This article is like a crash course, that list downs the things that you would need most frequently while working exploring and manipulating datasets. It will be easy, if you’ve already taken a basic course on Python. Don’t worry you can start for now without any experience.
Let’s start
Step 0: Install Anaconda
We’ll be using Python 3 in this article. After installing, fire up your Spyder(IDE) or Jupyter(notebook) to start coding
Libraries
Apart from basic operations, you would need libraries for most of the functions like reading data, summarizing etc. . The most frequently used libraries in data science are
Numpy
Pandas
Scipy
Scikit-Learn
Matplotlib
To download libraries either use command prompt OR anaconda prompt . You can also download them from Jupyter/IPython notebook
#From command prompt
pip install pandas
#If you don't have root access on your Linux/Unix terminal
sudo pip install pandas
#From Jupyter
!pip install pandas
You need to import these libraries before you use them
import pandas as pd
import numpy as np
Read data and explore
To read a csv file we will be using, read_csv from pandas. This we give us a data frame.

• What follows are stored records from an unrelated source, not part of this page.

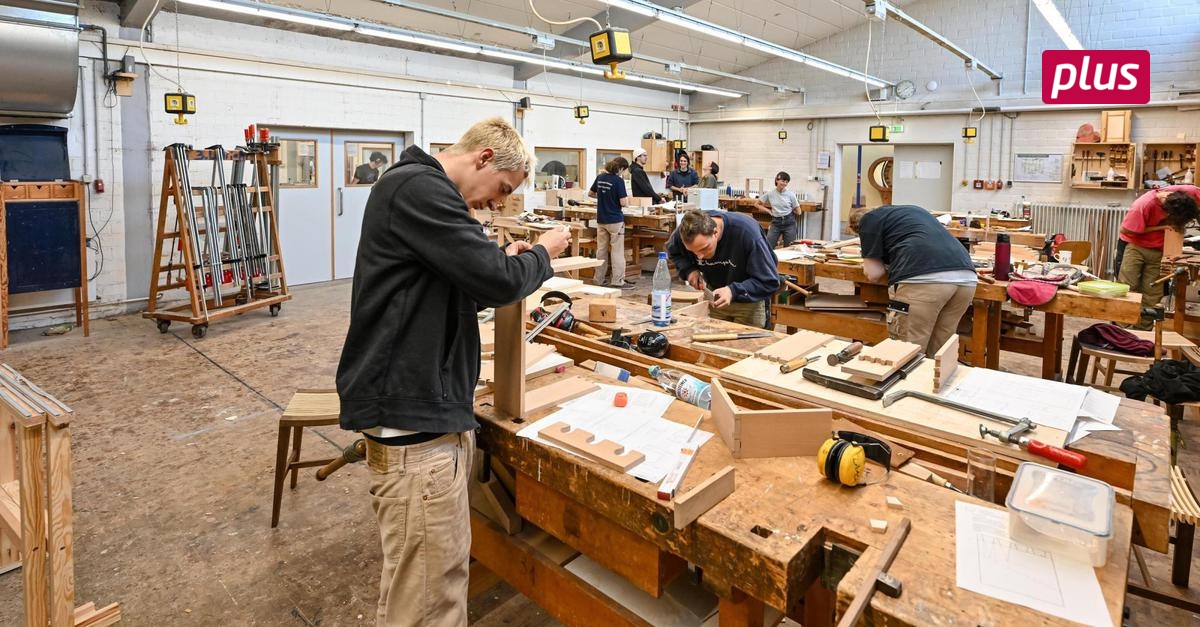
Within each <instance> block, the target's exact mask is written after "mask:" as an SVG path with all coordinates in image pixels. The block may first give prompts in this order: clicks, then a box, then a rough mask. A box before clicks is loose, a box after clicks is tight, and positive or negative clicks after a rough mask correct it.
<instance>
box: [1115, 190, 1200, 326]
mask: <svg viewBox="0 0 1200 627" xmlns="http://www.w3.org/2000/svg"><path fill="white" fill-rule="evenodd" d="M1198 202H1200V187H1196V186H1195V185H1171V186H1168V187H1163V189H1159V190H1152V191H1148V192H1146V193H1144V195H1141V196H1140V197H1138V199H1136V201H1134V202H1133V205H1132V207H1129V211H1128V213H1126V216H1124V220H1122V221H1121V235H1120V237H1121V240H1122V241H1124V243H1126V250H1124V255H1123V256H1122V257H1121V270H1120V271H1118V273H1117V281H1120V282H1122V283H1126V285H1128V286H1129V288H1130V289H1133V291H1134V292H1140V293H1141V306H1142V307H1153V306H1154V305H1157V304H1158V301H1159V300H1162V299H1163V283H1158V285H1154V281H1157V280H1158V277H1159V274H1160V271H1162V270H1160V268H1159V264H1160V263H1162V262H1163V239H1164V233H1165V231H1166V229H1168V228H1174V229H1175V231H1181V232H1182V231H1183V227H1186V226H1187V225H1188V223H1189V222H1192V221H1194V220H1195V219H1196V217H1198V215H1200V211H1198V209H1196V203H1198ZM1133 328H1135V329H1140V330H1146V329H1151V328H1153V322H1152V321H1151V320H1150V318H1148V317H1145V316H1142V317H1141V320H1139V321H1138V324H1135V326H1133Z"/></svg>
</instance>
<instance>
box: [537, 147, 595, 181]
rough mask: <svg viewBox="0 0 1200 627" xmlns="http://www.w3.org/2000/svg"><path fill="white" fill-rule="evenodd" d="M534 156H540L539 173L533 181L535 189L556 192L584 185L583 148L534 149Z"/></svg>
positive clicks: (546, 148)
mask: <svg viewBox="0 0 1200 627" xmlns="http://www.w3.org/2000/svg"><path fill="white" fill-rule="evenodd" d="M534 155H536V156H538V172H536V173H534V179H533V180H534V186H535V189H538V190H554V189H563V187H578V186H581V185H582V180H581V179H580V174H581V173H582V172H583V163H584V157H583V149H582V148H534Z"/></svg>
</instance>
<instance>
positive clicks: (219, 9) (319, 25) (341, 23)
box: [179, 0, 354, 30]
mask: <svg viewBox="0 0 1200 627" xmlns="http://www.w3.org/2000/svg"><path fill="white" fill-rule="evenodd" d="M179 1H180V2H182V4H185V5H192V6H200V7H204V8H216V10H220V11H229V12H232V13H241V14H244V16H257V17H262V18H268V19H280V20H283V22H292V23H294V24H306V25H310V26H320V28H323V29H332V30H354V24H352V23H348V22H340V20H335V19H325V18H320V17H310V16H301V14H298V13H293V12H290V11H287V10H278V8H260V7H262V6H263V5H253V6H251V5H244V4H234V2H221V1H218V0H179Z"/></svg>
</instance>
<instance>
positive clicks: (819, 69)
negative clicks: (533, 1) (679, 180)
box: [601, 0, 1049, 88]
mask: <svg viewBox="0 0 1200 627" xmlns="http://www.w3.org/2000/svg"><path fill="white" fill-rule="evenodd" d="M601 1H604V2H605V4H607V5H608V6H616V7H619V8H624V10H626V11H632V12H635V13H640V14H643V16H648V17H654V18H658V19H660V20H662V22H666V23H667V24H673V25H676V26H682V28H685V29H688V30H692V31H695V32H701V34H704V35H708V36H710V37H716V38H719V40H725V41H727V42H732V43H740V44H742V46H745V47H748V48H752V49H755V50H758V52H762V53H767V54H773V55H775V56H779V58H781V59H787V60H790V61H794V62H798V64H808V65H811V66H812V67H816V68H818V70H823V71H826V72H832V73H834V74H838V76H844V77H847V78H852V79H854V80H864V82H865V83H866V84H869V85H871V86H876V88H880V86H887V85H890V84H892V83H888V82H887V80H883V79H882V78H876V77H874V76H868V74H865V73H863V72H859V71H857V70H851V68H848V67H844V66H840V65H838V64H834V62H832V61H826V60H824V59H818V58H816V56H812V55H810V54H805V53H802V52H799V50H793V49H791V48H788V47H786V46H780V44H778V43H773V42H769V41H767V40H761V38H758V37H755V36H751V35H745V34H742V32H738V31H736V30H733V29H728V28H725V26H721V25H719V24H713V23H712V22H707V20H703V19H700V18H697V17H692V16H688V14H684V13H680V12H676V11H671V10H668V8H665V7H661V6H659V5H655V4H653V2H649V1H648V0H601ZM1034 1H1037V0H1034ZM1045 1H1049V0H1045Z"/></svg>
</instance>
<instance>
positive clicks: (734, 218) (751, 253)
mask: <svg viewBox="0 0 1200 627" xmlns="http://www.w3.org/2000/svg"><path fill="white" fill-rule="evenodd" d="M667 255H670V256H671V262H672V263H674V267H676V270H678V271H679V279H682V280H684V281H686V282H688V285H690V286H692V287H695V288H696V289H704V291H706V292H707V291H709V289H712V299H710V300H712V309H710V310H709V312H708V315H709V316H710V317H714V318H718V320H726V321H731V322H738V323H742V324H746V326H750V327H758V328H768V324H767V321H768V320H769V318H770V316H769V315H768V312H767V307H768V306H769V303H770V297H772V295H773V294H774V293H775V292H776V291H778V289H779V286H780V280H779V271H778V270H776V269H775V267H776V264H778V261H776V259H775V251H773V250H770V247H769V246H767V238H766V237H763V234H762V227H760V226H758V222H756V221H755V219H752V217H750V216H749V215H745V214H734V213H731V211H728V213H727V211H716V210H710V211H697V210H692V211H688V213H686V214H684V215H683V219H682V220H680V221H679V227H678V228H676V229H674V232H673V233H671V238H670V239H667Z"/></svg>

df = pd.read_csv('http://winterolympicsmedals.com/medals.csv')
Let’s look at the data we’ve just read. It’s shape,columns, head etc.
#Table shape
df.shape #(Rows,Columns)
(2311, 8)
Returns a tuple with number of rows and columns. (Ha.. Tuple another data type)
#Column names
df.columns
Index(['Year', 'City', 'Sport', 'Discipline', 'NOC', 'Event', 'Event gender',
'Medal'],
dtype='object')
Columns returns an index of column names
Let’s print your data, but not all of it
df.head()
Year | City | Sport | Discipline | NOC | Event | Event gender | Medal | |
---|---|---|---|---|---|---|---|---|
0 | 1924 | Chamonix | Skating | Figure skating | AUT | individual | M | Silver |
1 | 1924 | Chamonix | Skating | Figure skating | AUT | individual | W | Gold |
2 | 1924 | Chamonix | Skating | Figure skating | AUT | pairs | X | Gold |
3 | 1924 | Chamonix | Bobsleigh | Bobsleigh | BEL | four-man | M | Bronze |
4 | 1924 | Chamonix | Ice Hockey | Ice Hockey | CAN | ice hockey | M | Gold |
If you want to choose how many you rows you want to see
#Specify number of rows
df.head(2)
Year | City | Sport | Discipline | NOC | Event | Event gender | Medal | |
---|---|---|---|---|---|---|---|---|
0 | 1924 | Chamonix | Skating | Figure skating | AUT | individual | M | Silver |
1 | 1924 | Chamonix | Skating | Figure skating | AUT | individual | W | Gold |
Tip : Use tail() to get last rows, head(-n) to get (#rows - n) observations
Short summary of the data
#Get the description of all numeric columns
df.describe()
Year | |
---|---|
count | 2311.000000 |
mean | 1980.361748 |
std | 22.089091 |
min | 1924.000000 |
25% | 1968.000000 |
50% | 1988.000000 |
75% | 1998.000000 |
max | 2006.000000 |
One Shot
shape
columns
head()
tail()
describe()
Subsetting & Indexing
Chasing for the required columns and rows we want, is the daily routine. As I see it there are 3 main ways we subset i.e. Index, Name and Logical.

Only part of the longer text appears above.